There you go - you don't want to talk to me. If you ask me to explain something, I'm likely to give you the wrong answer!
There are some companies who get this... I'm sure most of you are familiar with the software maker Intuit (TurboTax, QuickBooks). They have a program in place called "Follow Me Home". The program, in a nutshell, sends Intuit software developers to the businesses and homes of real customers to watch them using the software – this helps the developers understand the real world needs of the end users and teaches the developers how people use the software.
No marketing. No conversation. No Communication. Just an interest in their customers and the real world use of their products. I'm sure this isn't flawless, but it is a heck of a lot better than dragging people in for a focus group.
Even for Intuit, if they truly loved doing taxes (for example), they wouldn't need to watch their customers use the software. They'd know instinctively what people wanted... they'd be able to intuit what their customers wanted... just like their name implies... (sorry, had to use that, it was too good to pass up).
To me, the smartest "conversation" is the one that NEVER takes place. And it doesn't need to take place because we share a connection.

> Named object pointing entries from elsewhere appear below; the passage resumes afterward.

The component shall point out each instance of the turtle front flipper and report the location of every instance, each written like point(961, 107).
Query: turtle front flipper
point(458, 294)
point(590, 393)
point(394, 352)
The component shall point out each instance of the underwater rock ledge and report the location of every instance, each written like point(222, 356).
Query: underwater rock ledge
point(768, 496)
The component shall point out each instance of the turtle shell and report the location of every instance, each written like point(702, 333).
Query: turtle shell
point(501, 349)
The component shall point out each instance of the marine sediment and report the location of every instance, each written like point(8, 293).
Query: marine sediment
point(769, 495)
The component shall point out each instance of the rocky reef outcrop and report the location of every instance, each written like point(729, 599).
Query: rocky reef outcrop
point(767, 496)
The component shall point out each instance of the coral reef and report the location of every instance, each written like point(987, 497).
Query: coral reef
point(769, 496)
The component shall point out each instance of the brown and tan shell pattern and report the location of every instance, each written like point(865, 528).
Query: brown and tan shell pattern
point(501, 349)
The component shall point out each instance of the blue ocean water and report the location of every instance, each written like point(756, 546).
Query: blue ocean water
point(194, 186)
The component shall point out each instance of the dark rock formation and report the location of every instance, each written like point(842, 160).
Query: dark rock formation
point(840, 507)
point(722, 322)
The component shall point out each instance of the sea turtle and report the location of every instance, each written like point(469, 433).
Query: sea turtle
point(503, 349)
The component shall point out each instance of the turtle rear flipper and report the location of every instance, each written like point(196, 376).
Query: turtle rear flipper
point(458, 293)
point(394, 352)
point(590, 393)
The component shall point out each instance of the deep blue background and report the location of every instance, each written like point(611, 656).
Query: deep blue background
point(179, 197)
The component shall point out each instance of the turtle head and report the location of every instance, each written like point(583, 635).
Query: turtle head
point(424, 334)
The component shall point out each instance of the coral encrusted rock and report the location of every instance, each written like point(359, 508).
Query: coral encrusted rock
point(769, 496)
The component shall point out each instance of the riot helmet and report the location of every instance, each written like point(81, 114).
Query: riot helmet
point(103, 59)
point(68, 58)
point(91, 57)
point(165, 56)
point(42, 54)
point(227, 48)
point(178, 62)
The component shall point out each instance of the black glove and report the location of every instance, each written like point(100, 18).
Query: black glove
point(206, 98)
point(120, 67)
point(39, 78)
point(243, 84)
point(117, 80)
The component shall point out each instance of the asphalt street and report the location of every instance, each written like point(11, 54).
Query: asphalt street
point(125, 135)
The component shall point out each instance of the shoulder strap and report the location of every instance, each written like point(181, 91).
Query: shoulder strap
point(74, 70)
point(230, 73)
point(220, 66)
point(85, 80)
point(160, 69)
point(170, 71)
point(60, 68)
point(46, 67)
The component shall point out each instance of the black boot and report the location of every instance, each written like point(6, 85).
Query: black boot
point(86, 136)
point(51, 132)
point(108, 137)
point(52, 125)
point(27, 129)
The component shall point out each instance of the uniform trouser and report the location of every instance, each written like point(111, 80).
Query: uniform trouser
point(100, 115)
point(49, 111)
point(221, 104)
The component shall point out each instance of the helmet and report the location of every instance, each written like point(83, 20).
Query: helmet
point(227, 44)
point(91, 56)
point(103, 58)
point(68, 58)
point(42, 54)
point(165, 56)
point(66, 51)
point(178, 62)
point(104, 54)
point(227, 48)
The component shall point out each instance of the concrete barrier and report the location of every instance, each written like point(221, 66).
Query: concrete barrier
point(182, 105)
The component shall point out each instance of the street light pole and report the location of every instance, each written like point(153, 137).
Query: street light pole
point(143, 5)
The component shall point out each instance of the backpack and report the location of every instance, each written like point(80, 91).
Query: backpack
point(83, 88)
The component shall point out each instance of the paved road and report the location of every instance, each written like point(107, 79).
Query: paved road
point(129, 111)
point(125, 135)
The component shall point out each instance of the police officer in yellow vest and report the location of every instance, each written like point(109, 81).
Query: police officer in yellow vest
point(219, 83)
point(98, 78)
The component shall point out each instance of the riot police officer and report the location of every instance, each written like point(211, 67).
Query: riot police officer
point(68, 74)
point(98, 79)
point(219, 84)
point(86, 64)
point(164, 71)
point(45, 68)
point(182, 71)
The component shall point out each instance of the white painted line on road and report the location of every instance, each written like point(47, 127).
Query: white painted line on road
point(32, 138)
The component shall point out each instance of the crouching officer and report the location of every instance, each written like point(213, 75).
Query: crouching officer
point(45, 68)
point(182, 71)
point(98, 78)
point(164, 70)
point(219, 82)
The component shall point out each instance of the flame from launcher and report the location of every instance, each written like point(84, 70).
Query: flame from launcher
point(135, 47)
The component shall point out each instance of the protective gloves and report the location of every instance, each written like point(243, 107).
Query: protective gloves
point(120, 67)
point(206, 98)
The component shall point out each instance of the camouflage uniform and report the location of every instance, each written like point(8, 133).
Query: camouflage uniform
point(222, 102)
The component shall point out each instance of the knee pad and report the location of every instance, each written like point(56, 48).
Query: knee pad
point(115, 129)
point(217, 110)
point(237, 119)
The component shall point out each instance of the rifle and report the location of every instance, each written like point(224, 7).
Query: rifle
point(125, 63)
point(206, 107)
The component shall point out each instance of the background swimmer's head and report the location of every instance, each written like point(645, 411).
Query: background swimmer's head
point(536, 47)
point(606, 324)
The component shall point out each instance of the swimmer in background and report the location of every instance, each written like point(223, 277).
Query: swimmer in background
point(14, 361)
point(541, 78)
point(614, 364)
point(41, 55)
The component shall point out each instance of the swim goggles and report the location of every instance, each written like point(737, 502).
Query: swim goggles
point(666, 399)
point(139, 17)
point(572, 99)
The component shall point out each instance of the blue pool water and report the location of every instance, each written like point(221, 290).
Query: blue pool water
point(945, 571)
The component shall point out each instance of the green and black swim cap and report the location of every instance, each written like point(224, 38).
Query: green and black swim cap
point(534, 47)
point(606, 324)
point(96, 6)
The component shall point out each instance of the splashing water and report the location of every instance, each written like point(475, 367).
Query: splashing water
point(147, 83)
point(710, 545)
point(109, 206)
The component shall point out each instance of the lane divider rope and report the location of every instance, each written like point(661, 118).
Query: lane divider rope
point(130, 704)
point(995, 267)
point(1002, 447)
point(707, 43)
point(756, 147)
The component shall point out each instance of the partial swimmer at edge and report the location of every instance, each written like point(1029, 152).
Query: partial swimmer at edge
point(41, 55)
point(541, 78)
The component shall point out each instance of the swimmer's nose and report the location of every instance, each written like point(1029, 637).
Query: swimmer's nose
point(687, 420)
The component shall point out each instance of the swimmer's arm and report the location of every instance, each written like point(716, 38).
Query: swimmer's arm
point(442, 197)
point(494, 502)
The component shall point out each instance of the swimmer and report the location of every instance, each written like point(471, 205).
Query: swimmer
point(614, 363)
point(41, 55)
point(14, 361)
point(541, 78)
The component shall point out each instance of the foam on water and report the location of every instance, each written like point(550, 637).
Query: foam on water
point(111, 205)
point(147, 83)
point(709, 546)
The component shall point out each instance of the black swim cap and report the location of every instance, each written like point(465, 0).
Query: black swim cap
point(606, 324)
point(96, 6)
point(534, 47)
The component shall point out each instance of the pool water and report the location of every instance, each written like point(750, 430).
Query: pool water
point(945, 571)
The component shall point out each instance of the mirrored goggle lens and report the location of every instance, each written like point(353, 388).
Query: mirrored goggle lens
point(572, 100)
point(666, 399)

We Connect. We Communicate (as required). And We Repeat (as long as it feels good for both of us).
And that is what it is all about: Connect. Communicate. Repeat. But only as long as it feels good for us to do so.
Actually, taking it one step further: We Connect. We Communicate. We Repeat. We Evangelize (if we really love the feeling).
I don't think people are looking for more conversation or communication, they're looking for more Compassion. We're looking for people who care about us and our wants, needs, and desires.
Jane, recently married, was having lunch with a friend and explaining why she married Bill instead of Bob. "Bob is Mr. Everything." Jane said. "He's handsome, well educated, extremely intelligent, clever, and has a very successful career. In fact, when I was with Bob I felt like I was with the most wonderful person in the world."
"Then why did you marry Bill?" Her friend asked.
Jane replied, "Because when I'm with Bill, I feel like I'm the most wonderful person in the wonderful world."
OBVIOUS POINT: We are naturally attracted to those who make us feel good about ourselves.
Want success? Be more like Bill.
Someone please tell me, is there anyone out there who wants to spend more time interacting with a business? Does anyone have an example of a business that they look forward to interacting with?
Maybe I'm a tightass, as I said in the comment on Hugh's post. Maybe I'm missing something? Please tell me!